Tokio - Die Lage im japanischen Atomkraftwerk Fukushima spitzt sich erneut zu. Eine Untersuchung per Endoskop hat noch schwerere Schäden ergeben als bisher angenommen. In Reaktor 2 sei kaum noch Kühlwasser vorhanden, gab die Betreibergesellschaft Tepco (Tokyo Electric Power) an diesem Dienstag auf ihrer Internetseite bekannt.

Die Strahlungswerte in Reaktor 2 seien zehnmal so hoch wie eine tödliche Dosis. Gleichzeitig sei dort kaum noch Kühlwasser vorhanden, erklärte Tepco in einer Pressemitteilung.

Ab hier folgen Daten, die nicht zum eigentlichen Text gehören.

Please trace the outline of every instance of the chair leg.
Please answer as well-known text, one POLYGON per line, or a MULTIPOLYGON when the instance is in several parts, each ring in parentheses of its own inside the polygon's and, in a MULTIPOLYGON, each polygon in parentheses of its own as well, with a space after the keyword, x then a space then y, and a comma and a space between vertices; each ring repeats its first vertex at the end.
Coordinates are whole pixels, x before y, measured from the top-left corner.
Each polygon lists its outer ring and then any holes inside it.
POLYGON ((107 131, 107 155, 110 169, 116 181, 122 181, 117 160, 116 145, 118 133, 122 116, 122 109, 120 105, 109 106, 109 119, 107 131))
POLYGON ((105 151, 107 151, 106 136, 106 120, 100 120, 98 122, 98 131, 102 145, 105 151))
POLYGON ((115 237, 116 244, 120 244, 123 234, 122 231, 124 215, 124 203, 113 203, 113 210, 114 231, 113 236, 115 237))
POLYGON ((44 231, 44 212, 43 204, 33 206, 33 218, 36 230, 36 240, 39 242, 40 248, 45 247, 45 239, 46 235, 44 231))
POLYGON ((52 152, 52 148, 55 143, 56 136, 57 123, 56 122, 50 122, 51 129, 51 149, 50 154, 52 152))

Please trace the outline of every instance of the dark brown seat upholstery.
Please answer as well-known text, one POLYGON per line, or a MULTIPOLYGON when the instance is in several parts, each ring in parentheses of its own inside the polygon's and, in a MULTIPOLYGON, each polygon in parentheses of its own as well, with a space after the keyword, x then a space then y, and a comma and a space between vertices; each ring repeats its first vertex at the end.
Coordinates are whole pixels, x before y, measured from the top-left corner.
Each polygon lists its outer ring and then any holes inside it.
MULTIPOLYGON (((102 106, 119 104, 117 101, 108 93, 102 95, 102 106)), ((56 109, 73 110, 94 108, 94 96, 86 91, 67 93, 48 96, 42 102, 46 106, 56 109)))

Der niedrige Wasserstand sei vermutlich auf Lecks im Druckbehälter zurückzuführen, hieß es. Dies habe eine endoskopische Untersuchung vom Vormittag ergeben. So stehe das Kühlwasser nur etwa 60 Zentimeter hoch.

Verstrahltes Kühlwasser fließt ins Meer

Die Regierung war von zehn Metern ausgegangen, als sie das Kraftwerk für stabil erklärte. Nach den Mitteilungen über die niedrigen Wasserstände kann es als fraglich gelten, ob Tepco die Lage in dem havarierten Kraftwerk wirklich unter Kontrolle hat, wie die Regierung im Dezember versicherte.

Arbeiter in Fukushima meldeten außerdem neue Lecks, aus denen verstrahltes Kühlwasser austrat. Teile davon seien der Mitteilung zufolge ins Meer geflossen.

Reaktor 2 war der erste der vier Blöcke des havarierten Atomkraftwerks Fukushima I, in dem es Ende März 2011 zu einer teilweisen Kernschmelze gekommen war.

Am 11. März 2012 jährte sich das Unglück von Fukushima zum ersten Mal, überall in Japan gedachten die Menschen der Opfer. Der Name Fukushima wurde zum Inbegriff für verstrahlte und verwaiste Landstriche - und für eine Politik der Beschwichtigung und Desinformation.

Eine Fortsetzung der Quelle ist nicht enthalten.